Seriously? Noblesse oblige is unironically presented as a virtue? And enacting laws that oppressed the poor and gave them more tax cuts is called personal austerity?

Oh, my. When was the last time we had a wealthy white man running the country…oh, look, right now. No, he means the last time a True White Old Rich Guy, not this nouveau riche pretender, was in charge and leading us “virtuously”. That was in ancient times, way back in 2008, when the son of the guy he’s eulogizing stepped down from the throne. The last time we had a WASP running the country, not counting the crass toad now in control, was a whole ten years ago, and we’ve been missing them because we feel, at some level, that their more meritocratic and diverse and secular successors rule us neither as wisely nor as well.

Right. I think he meant to use the singular rather than plural — “successor” — because it was one black (i.e., diverse) guy, who actually did a pretty good, if imperfect, job as president, and was definitely superior to either Bush. Yet somehow Douthat wants to imply that Obama “ruled us” neither wisely nor well?

Just the use of the phrase rule us is rather revealing, don’t you think?

Douthat does have some regrets. He thinks the WASPs should have done a better job of training the next generation, maybe, If ethnic balance is important to meritocrats, they should engineer it into the system, raising up a few brown people or Jews to follow in their righteous path and preserve the domain of the upper class. But the bottom line is that we need an aristocracy.

If we would learn from their lost successes in our own era of misrule, reconsidering this idea — that a ruling class should acknowledge itself for what it really is, and act accordingly — might be a fruitful place to start.

The only virtue of an aristocracy is that, because they set themselves apart, it makes it easier to tell who deserves to be put in the tumbrel.

P.S. to Ross and the New York Times: You know that WASP is an acronym for White Anglo-Saxon Protestant, right? It’s a reference to race, ethnicity, and religion, and that whole column is about saying one race, ethnicity, and religion should be allowed to rule the country. You did notice, didn’t you?

Where were the freeze-peachers when Minnesota Republicans took over?

I am amused. This is so typical. When the Republicans took over the Minnesota House, they installed a button to silence opposition.

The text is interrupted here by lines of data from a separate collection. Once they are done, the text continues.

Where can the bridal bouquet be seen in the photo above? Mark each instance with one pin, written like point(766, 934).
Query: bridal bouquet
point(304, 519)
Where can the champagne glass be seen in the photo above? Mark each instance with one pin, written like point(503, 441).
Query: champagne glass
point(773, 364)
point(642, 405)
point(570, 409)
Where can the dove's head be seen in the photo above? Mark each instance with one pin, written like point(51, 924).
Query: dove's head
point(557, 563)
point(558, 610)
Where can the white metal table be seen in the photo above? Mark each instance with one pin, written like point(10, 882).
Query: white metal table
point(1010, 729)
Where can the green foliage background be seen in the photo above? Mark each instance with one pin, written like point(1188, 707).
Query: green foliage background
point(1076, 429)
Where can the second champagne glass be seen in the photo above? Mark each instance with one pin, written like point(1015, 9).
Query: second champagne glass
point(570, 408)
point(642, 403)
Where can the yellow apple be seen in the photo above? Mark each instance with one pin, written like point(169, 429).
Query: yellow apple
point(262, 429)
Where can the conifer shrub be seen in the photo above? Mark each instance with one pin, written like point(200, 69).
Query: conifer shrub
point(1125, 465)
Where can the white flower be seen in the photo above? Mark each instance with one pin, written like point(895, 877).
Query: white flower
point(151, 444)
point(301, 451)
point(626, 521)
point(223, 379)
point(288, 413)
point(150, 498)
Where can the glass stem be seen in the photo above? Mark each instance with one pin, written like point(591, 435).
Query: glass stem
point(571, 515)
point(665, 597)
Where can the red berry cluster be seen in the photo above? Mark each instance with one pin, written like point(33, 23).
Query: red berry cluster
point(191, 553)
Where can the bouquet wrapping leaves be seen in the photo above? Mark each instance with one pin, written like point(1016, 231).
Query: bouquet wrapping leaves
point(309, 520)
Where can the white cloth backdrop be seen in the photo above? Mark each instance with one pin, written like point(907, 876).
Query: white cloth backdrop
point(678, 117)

The outgoing Republican speaker of the Minnesota House had the power to silence debate with the push of a button. His Democratic successor says one of the first things she’ll do when she takes over is remove the master mute button.

The GOP leadership quietly had the button installed on the back of the rostrum after the 2015 session came to a particularly raucous end. Labeled “chamber mute,” it silences the microphones at all of the other lawmakers’ desks simultaneously. Democrats became aware of it when Speaker Kurt Daudt pushed it during an acrimonious debate in 2016. They’ve been stewing ever since.

Now if only they could install a mute button to shut the electorate up — you know they want to.

There haven’t been any examples of media hagiography of awful people lately, have there?

I wouldn’t know. I was in the gym yesterday (it’s become the only place where I’m subjected to broadcast media) when I saw Karl Rove and other awful people from the 90s who I’ve tried to forget, and my brain shorted out, I saw a Tunnel of Light open before me, and my short-term memory flitted away like a cloud of butterflies. Still, I’m sure this is referring to something.

Former Cold War CIA director & tool of the elites writhes in Hell today

George HW Bush is dead, and there is no hell, so the best I can hope for is that he faded away on his deathbed despairing that his legacy, what there is of it, was thrown away by his fuckwit sons.

This is why I can never be president. Barack Obama was far more charitable and generous and diplomatic in his remarks.

One thing I’m hoping for is that Trump will deliver a eulogy. I’m expecting something that compares the relative sizes of their electoral college votes and inauguration crowds.